CCK-Expressing Interneurons and Hippocampal Oscillations
Thomas Klausberger, Laszlo F. Marton, Joseph O'Neill, Jojanneke H. J. Huck, Yannis Dalezios, Pablo Fuentealba, Wai Yee Suen, Edit Papp, Takeshi Kaneko, Masahiko Watanabe, Jozsef Csicsvari, and Peter Somogyi
(see pages 9782-9793)
GABAergic interneurons in the hippocampus modulate the timing of network oscillations. For example, parvalbumin (PV)-containing interneurons, which innervate different subcellular domains of CA1 pyramidal cells, show distinct firing patterns during theta (4-10 Hz) and ripple (120-200 Hz) oscillations. In this week's Journal, Klausberger et al. examined the in vivo firing properties of another class of interneurons, those expressing cholecystokinin (CCK). Of a total of 36 interneurons tested, nine cells were labeled with CCK. Like PV cells, CCK cells targeted the soma and dendrites of pyramidal cells. Unlike PV cells, some CCK cells expressed vasoactive intestinal polypeptide, cannabinoid receptor type 1, and vesicular glutamate transporter type 3. CCK cells also differed from PV cells in their firing patterns. CCK cells showed high-frequency firing during the ascending phase of theta oscillations. The average firing of CCK cells was not correlated with ripple episodes, but the authors found evidence of changes in firing during ripple episodes.

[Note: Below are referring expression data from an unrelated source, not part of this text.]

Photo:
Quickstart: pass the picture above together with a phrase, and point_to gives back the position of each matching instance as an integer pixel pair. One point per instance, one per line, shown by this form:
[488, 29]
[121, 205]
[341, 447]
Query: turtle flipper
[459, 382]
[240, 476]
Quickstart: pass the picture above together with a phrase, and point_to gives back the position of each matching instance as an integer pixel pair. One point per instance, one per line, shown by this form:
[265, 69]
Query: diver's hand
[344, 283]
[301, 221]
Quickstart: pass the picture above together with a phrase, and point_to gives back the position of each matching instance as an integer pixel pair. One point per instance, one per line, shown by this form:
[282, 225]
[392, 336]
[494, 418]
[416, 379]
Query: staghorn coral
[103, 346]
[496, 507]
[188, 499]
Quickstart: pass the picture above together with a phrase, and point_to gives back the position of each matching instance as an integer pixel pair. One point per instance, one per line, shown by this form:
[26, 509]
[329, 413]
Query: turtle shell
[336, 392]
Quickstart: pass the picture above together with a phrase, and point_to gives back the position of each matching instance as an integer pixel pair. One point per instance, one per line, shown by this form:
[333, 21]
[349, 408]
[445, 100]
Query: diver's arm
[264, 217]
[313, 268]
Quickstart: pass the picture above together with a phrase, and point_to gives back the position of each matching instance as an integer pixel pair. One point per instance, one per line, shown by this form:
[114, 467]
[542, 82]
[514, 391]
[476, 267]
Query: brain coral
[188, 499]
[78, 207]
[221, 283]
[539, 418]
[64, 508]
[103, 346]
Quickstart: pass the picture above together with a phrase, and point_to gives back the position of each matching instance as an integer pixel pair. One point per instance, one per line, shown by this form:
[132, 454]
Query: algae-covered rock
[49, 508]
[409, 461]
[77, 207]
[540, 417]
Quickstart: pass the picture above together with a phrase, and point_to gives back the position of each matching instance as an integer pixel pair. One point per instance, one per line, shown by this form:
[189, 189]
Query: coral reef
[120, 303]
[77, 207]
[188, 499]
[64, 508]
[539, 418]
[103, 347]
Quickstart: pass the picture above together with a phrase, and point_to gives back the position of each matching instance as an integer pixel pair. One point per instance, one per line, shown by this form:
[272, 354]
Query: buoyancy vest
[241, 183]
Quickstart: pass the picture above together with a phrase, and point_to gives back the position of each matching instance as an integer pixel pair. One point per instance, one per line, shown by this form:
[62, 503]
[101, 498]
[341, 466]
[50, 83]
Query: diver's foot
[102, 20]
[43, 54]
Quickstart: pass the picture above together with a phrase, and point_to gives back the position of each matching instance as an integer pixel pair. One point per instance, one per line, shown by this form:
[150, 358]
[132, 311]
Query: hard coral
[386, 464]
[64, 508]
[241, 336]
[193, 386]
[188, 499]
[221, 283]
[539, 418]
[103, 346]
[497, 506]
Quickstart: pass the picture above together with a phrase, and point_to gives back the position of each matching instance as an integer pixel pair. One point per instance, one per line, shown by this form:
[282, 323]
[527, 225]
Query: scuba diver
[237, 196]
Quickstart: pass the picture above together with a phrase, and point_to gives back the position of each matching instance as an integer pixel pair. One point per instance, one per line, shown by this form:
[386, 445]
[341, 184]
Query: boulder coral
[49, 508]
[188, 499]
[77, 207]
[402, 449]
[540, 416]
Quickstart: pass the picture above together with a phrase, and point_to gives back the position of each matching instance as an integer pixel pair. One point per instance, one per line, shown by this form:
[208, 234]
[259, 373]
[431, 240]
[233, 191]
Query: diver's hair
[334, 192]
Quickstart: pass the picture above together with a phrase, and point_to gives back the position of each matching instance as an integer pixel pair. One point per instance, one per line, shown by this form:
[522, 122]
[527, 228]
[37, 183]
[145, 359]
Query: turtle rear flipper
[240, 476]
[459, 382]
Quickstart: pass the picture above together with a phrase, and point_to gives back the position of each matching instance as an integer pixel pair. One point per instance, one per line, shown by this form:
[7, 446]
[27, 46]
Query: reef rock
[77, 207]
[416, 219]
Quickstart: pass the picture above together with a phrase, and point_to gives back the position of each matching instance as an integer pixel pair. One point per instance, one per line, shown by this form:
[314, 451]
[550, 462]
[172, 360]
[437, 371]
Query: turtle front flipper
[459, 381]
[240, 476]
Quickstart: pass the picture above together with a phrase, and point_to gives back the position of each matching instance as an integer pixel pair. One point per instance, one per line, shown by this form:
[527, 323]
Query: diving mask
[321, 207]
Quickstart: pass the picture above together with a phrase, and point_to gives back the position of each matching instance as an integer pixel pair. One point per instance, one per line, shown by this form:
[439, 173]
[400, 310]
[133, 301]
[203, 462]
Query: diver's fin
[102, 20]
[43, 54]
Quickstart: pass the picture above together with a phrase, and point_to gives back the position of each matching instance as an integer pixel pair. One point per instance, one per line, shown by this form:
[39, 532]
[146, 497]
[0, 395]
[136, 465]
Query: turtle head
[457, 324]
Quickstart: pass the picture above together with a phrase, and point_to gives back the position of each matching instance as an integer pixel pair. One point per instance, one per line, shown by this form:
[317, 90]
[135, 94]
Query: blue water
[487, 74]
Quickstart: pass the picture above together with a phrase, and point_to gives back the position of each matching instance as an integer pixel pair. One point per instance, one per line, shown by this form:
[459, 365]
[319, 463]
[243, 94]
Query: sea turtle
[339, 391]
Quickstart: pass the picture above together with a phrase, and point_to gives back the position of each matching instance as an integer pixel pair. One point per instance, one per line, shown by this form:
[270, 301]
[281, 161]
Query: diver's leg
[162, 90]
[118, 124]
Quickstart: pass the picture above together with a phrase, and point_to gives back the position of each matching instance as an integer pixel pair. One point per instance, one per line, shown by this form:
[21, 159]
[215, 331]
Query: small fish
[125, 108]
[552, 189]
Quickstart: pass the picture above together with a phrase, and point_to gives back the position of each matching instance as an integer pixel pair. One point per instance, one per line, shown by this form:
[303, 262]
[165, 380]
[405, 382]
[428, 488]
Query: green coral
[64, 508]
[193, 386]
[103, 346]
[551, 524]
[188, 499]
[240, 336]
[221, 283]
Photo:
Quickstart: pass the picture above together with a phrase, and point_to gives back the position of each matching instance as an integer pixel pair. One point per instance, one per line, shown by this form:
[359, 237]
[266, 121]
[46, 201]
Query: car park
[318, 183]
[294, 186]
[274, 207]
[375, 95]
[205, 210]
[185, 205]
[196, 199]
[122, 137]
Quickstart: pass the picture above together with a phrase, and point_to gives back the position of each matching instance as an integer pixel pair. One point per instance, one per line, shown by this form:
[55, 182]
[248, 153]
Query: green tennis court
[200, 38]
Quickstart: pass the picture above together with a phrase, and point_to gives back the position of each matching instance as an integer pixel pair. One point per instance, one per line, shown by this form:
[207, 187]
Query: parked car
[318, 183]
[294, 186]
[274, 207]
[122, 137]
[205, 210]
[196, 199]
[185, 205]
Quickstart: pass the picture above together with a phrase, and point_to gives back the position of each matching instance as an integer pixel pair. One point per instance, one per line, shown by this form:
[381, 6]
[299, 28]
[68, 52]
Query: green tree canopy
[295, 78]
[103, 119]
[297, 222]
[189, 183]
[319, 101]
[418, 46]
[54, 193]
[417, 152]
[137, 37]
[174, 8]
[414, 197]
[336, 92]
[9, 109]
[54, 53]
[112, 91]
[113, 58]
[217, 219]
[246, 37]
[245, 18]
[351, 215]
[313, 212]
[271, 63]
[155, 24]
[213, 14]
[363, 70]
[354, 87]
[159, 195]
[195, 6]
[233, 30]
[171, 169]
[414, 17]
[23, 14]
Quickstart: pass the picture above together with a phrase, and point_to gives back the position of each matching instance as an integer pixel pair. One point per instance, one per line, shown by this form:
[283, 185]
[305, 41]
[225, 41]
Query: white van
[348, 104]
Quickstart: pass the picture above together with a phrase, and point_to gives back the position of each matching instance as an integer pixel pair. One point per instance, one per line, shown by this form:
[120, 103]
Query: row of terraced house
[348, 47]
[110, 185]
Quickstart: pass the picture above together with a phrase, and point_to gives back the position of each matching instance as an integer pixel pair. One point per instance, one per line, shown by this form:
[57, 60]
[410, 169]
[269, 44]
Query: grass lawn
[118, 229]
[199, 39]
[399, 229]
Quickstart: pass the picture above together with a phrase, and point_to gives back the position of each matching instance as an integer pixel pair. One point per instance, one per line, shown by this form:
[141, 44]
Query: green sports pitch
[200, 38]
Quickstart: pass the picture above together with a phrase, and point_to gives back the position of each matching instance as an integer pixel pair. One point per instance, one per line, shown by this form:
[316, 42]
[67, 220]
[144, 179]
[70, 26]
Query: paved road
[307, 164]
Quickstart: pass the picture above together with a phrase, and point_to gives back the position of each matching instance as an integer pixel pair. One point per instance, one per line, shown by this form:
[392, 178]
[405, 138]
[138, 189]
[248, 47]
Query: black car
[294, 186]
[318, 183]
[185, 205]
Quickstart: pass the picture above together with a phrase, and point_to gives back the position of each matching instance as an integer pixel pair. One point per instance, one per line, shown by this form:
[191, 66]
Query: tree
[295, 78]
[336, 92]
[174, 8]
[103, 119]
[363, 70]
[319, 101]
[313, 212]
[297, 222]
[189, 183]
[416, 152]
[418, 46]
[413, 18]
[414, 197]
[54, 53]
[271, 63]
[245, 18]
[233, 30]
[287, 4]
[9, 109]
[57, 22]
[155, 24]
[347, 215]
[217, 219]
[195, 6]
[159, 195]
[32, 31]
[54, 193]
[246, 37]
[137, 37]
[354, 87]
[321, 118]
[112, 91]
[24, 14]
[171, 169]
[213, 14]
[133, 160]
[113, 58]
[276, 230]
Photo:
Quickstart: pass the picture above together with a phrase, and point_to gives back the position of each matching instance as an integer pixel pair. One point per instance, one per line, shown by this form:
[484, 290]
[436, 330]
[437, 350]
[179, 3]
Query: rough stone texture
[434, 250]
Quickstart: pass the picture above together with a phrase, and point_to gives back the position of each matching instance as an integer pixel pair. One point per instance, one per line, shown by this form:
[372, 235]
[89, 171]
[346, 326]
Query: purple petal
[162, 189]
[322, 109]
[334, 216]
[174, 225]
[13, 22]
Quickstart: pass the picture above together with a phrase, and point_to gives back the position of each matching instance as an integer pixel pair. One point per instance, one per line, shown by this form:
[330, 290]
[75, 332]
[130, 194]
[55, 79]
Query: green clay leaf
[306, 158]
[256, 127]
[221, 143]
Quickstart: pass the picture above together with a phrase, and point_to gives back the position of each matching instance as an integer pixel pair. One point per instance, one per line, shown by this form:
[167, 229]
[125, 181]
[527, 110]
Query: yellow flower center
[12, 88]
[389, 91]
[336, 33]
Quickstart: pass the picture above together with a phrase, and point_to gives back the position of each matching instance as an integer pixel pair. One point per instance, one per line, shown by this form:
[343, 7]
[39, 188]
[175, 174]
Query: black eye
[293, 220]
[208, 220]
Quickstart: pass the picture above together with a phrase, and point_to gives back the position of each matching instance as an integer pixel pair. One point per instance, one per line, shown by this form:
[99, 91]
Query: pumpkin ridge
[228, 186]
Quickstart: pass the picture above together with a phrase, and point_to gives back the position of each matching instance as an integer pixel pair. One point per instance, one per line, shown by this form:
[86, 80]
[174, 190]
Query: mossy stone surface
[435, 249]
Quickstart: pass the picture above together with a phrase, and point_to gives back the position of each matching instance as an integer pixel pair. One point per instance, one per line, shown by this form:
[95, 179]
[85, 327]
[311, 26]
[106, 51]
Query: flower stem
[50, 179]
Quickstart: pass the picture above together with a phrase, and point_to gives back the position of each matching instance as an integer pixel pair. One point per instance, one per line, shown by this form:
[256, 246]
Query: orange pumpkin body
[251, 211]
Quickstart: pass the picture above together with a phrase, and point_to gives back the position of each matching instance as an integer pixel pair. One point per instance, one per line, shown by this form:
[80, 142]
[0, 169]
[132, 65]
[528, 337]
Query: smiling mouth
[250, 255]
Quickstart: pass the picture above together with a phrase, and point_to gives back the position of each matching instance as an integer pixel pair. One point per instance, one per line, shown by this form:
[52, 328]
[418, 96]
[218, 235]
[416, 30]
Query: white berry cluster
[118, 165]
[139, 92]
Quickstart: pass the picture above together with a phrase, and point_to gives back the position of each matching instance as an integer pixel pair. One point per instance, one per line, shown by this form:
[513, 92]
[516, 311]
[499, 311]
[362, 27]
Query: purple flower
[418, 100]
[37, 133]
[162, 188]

Neurobiology of DiseaseSilencing Mutant Huntingtin Late in the Course
Miguel Díaz-Hernández, Jesús Torres-Peraza, Alejandro Salvatori-Abarca, María A. Morán, Pilar Gómez-Ramos, Jordi Alberch, and José J. Lucas
(see pages 9773-9781)
This week, Díaz-Hernández et al. try to arrest Huntington's disease (HD) late in the course by silencing mutant huntingtin (htt) in a mouse model of HD (Tet/HD94). Despite progressive loss of motor coordination, striatal atrophy, and neuronal htt-positive inclusions, the Tet/HD94 mice do not show loss of striatal neurons until 17 months of age. At this late stage, the authors treated the conditional mutant mice with doxycycline to shut off expression of the htt transgene. After five additional months, "gene-off" mice showed improved motor performance, whereas untreated "gene-on" Tet/HD94 mice continued to worsen. Although their motor performance was the same as control mice, the gene-off Tet/HD94 mice did show a 20% loss of striatal neurons at 22 months, albeit less than the >40% cell loss in gene-on mice. The authors suggest that gene silencing even at a late stage could have therapeutic potential.